How AI Will Impact The Rise of Smart Cities
December 14, 2017 - 6 minutes readThe One Hundred Year Study on Artificial Intelligence (AI), updated every five years, launched last fall. Their first report is dedicated to the impact that AI will have on the average American city in the next 15 years. Smart cities are springing up all over the world. As disruptive technologies like AI advance, they’ll play integral roles in shaping the way we live in urban environments.
AI in Transport and Infrastructure
It’s no surprise that AI will transform the future of transportation; it’s already doing that to some degree with autonomous vehicles. In fact, self-driving vehicles will actually be widely used by 2020! Smart city traffic will resemble a sharply choreographed scene of delivery drones, integrated cars, and driverless trucks all navigating through urban labyrinths towards their destination. Wouldn’t it be nice if rush hour after work was replaced with nap time?

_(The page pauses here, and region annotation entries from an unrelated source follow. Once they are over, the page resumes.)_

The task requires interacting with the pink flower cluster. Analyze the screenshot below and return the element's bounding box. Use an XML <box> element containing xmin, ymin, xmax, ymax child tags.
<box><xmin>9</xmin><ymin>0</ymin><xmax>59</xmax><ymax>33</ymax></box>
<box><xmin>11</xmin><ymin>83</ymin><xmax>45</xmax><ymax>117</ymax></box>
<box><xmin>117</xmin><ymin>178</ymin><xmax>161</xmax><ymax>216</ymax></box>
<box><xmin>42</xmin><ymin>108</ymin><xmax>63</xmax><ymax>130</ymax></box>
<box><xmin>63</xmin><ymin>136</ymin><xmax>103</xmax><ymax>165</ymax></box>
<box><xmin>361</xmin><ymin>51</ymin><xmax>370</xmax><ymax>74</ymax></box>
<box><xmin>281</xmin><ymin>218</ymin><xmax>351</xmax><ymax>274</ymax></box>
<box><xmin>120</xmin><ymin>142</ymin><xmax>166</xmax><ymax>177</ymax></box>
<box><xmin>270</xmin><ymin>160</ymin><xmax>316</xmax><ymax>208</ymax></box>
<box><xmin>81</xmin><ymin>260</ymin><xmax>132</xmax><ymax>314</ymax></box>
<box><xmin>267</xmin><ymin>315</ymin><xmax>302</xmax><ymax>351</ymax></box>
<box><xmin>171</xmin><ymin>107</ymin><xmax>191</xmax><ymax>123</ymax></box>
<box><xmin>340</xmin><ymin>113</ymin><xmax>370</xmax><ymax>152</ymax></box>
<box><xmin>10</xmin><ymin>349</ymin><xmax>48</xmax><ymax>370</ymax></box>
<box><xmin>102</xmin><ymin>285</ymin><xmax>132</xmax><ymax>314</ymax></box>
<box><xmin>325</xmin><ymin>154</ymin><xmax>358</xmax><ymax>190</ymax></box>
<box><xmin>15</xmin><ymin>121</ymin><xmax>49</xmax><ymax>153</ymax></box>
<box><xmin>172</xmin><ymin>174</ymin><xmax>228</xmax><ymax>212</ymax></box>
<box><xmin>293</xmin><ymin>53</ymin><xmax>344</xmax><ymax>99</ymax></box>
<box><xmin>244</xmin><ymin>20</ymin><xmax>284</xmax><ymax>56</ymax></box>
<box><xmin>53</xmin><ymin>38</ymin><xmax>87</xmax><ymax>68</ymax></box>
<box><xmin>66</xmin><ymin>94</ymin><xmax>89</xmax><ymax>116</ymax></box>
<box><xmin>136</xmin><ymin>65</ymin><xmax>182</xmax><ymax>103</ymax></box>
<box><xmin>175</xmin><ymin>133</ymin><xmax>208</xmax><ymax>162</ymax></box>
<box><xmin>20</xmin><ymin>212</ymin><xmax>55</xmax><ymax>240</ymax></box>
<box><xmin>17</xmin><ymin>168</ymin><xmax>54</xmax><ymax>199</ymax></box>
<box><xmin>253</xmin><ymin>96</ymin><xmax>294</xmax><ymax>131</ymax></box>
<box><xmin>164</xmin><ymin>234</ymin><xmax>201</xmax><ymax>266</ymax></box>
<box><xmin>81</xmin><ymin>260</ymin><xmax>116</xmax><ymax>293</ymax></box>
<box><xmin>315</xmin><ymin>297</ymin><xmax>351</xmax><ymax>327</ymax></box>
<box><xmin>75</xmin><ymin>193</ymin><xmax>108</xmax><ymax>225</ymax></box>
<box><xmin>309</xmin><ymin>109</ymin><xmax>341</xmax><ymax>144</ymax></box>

Of course, smart vehicles are only part of the equation to making transportation truly intelligent. Recently, the American Society of Civil Engineers gave America’s infrastructure a D+ in their 2017 Infrastructure Report Card. About 66 percent of U.S. roads and approximately 140,000 bridges need repair. To take on this monumental task, many organizations are using drones to assess the damage and AI to make sense of the disparate data.
A New Age of Information
Alexa (or a version of her) may well still be part of our lives in the era of smart cities. As we continue to automate and simplify our day-to-day, quick searches for information are trending from being click-intensive to verbal-based. It’s already happening in Los Angeles. AI developments like Chip the chatbot and Alexa Skill are streamlining many time-consuming tasks.
In its first day, Chip answered 184 questions about RFP (request for proposal) bids from local businesses. Not only could companies get answers around the clock, but Chip also eliminated a whopping 75 percent of queries that would normally take up the time of human employees.
Outside of business, L.A.’s Alexa Skill, an AI application based off of Amazon’s Alexa, has been helping citizens and visitors alike find out what’s happening in the city. Learning the time the library opens or what’s happening at City Hall are all relatively simple tasks. But when all added up together over the course of a day, they can eat into some serious time. Other cities have taken note of L.A.’s improvements and have put their own plans into motion for leveraging these new AI abilities.
Our Home, Health, and Safety
Home and service robots will help tidy up the kitchen and office, deliver packages, and monitor our interactions to create personalized experiences. The intelligence of these IoT devices will largely depend on AI, which will work in the background to analyze, continually learn, and improve their efficiency.
AI will also reform city and county healthcare systems, but in this case, innovation will largely follow regulation rather than technological advancement. It will be extremely important that patient privacy and access to data are balanced. If data across states and even nations could be shared for analysis by data scientists and AI, diagnostic accuracy and patient care would improve greatly. Combine in-office visits with biometric data, like from a Fitbit or wearable watch, and you’ve got an incredibly personalized medical experience.
Similarly, police departments and emergency response crews will receive information faster and more efficiently. They’ll deploy drones to check out the damage while AI helps organize a plan of approach. Crime prediction will help law enforcement pinpoint potential new hotspots. Speech recognition and gait analysis will help lawyers and judges convict the right person the first time.
AI Is Our Friend
Ultimately, AI’s job is to reduce human effort. By automating essential aspects of life, we will create more time for ourselves. And because manufacturing will become so precise and efficient, product prices presumably will drop. Ideally, this should have the effect of making us richer while having to work less.
By extrapolating useful information from the mountains of data we collect, AI will give us insightful solutions to longstanding issues of our current society. Deloitte predicts that AI will save the government up to $41.1 billion a year by detecting fraud, monitoring systems autonomously, and reducing expenses overall.
While we don’t know exactly what the smart cities of the future look like, one thing is for sure — their evolution will be an iterative process; they won’t become smart overnight. It’ll be an ongoing effort of collaboration between IoT developers, AI developers, engineers, designers, and, of course, the communities living in them.